# wet spot on ceiling in kitchen



## niqueandtravon (Dec 9, 2010)

I have a little wet spot on the ceiling in the kitchen, it is right underneath the upstairs bathroom. We don't use that bathroom, and we only run the upstairs heater at night. Could it be a plumbing issue?


----------



## JoeD (Dec 9, 2010)

Yes. Water has to come from somewhere. Plumbing or roof leak is most common causes.


----------



## oldognewtrick (Dec 9, 2010)

JoeD said:


> Yes. Water has to come from somewhere. Plumbing or roof leak is most common causes.



Joe's spot on. It has to come from somewhere. Most likely source is the plumbing vent that extends through the roof. They are usually a plastic/rubber flashing and will crack over time. Did you notice this after a rain? If so, caulk around the area where the rubber gasket seals to the vent pipe with a rubber based caulk. DO NOT USE SILICONE CAULK FOR THIS.

If this isn't the source of the leak look for water around plumbing fixtures supply lines, toilets, sinks, tub, any place that has a water source available may be the leak source.

Try this as a start to find the problem.


----------



## joecaption (Jan 12, 2011)

The first place I would look is where the vent goes through the roof. The rubber seals fail all the time. Never use caulking because it's just going to fail again. Replace the whole boot or better yet if you can find some place that sells them they make a super simple rubber rain cap that just slids over the pipe and reseals it. There about $3.00. But first you need to check what size it is. They come in 4 differant sizes.
http://www.creativecomposite.com/testimonials.html
A company called Oatly also makes them but there smaller.


----------



## DrHicks (Jan 14, 2011)

oldog/newtrick said:


> Joe's spot on. It has to come from somewhere. Most likely source is the plumbing vent that extends through the roof.
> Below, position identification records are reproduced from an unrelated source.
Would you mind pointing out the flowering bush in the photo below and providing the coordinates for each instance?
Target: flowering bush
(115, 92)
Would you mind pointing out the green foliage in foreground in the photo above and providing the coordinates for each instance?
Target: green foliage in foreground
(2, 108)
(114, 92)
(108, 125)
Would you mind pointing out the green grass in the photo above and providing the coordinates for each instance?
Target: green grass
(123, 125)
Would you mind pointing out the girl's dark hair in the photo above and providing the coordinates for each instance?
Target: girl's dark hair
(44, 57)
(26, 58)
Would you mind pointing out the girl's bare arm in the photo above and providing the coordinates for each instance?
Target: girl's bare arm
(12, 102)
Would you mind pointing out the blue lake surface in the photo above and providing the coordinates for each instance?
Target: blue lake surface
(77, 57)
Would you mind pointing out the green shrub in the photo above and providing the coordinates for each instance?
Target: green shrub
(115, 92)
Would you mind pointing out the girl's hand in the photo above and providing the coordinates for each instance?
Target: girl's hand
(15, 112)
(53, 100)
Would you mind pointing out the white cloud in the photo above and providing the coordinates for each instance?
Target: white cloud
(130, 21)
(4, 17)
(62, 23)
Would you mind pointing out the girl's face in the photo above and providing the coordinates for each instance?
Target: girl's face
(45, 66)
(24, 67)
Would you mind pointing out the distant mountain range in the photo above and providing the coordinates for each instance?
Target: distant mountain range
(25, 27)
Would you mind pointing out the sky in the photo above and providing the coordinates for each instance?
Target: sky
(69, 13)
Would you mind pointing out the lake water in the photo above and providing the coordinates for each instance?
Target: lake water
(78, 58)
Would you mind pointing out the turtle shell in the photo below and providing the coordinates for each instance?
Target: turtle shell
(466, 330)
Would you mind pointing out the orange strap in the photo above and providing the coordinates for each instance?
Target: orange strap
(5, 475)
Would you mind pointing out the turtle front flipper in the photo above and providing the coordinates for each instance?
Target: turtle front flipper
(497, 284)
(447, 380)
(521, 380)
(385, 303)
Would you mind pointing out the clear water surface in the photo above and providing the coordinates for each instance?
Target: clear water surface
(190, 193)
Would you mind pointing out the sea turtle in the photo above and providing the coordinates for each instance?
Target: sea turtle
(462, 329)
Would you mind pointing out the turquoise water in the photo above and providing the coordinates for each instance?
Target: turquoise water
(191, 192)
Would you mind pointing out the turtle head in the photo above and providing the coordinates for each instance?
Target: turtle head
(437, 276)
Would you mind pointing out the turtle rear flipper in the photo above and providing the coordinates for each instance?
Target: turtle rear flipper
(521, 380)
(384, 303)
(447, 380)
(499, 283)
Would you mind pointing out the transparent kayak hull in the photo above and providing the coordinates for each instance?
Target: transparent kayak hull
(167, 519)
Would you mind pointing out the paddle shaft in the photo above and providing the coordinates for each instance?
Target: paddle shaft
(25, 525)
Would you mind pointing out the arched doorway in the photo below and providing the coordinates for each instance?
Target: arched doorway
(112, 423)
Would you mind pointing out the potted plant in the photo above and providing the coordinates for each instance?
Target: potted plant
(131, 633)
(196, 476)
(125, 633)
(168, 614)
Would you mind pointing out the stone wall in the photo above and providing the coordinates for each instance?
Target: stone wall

They are usually a plastic/rubber flashing and will crack over time.



That's exactly what I'm thinking.


----------



## eokhuijzen (Jan 16, 2011)

Yes, it is the plumbing.  If it was the roof you would notice wet spots upstairs in the bathroom.  Follow Joe caption's advice.  If you do not fix this soon it can become a HUGE problem.  When it is fixed, scrape any paint or water spot peelings off the kitchen ceiling, prime with KILLS so the water spot dosent show and repaint that spot of the ceiling if you can match the paint.  Other wise when you go to sell...if you do...this is a huge turn off and can scare buyers that there still may be a problem.


----------



## frozenstar (Jan 20, 2011)

Agree with eokhuijzen... Check your plumbing as well as your roof just to make sure.


----------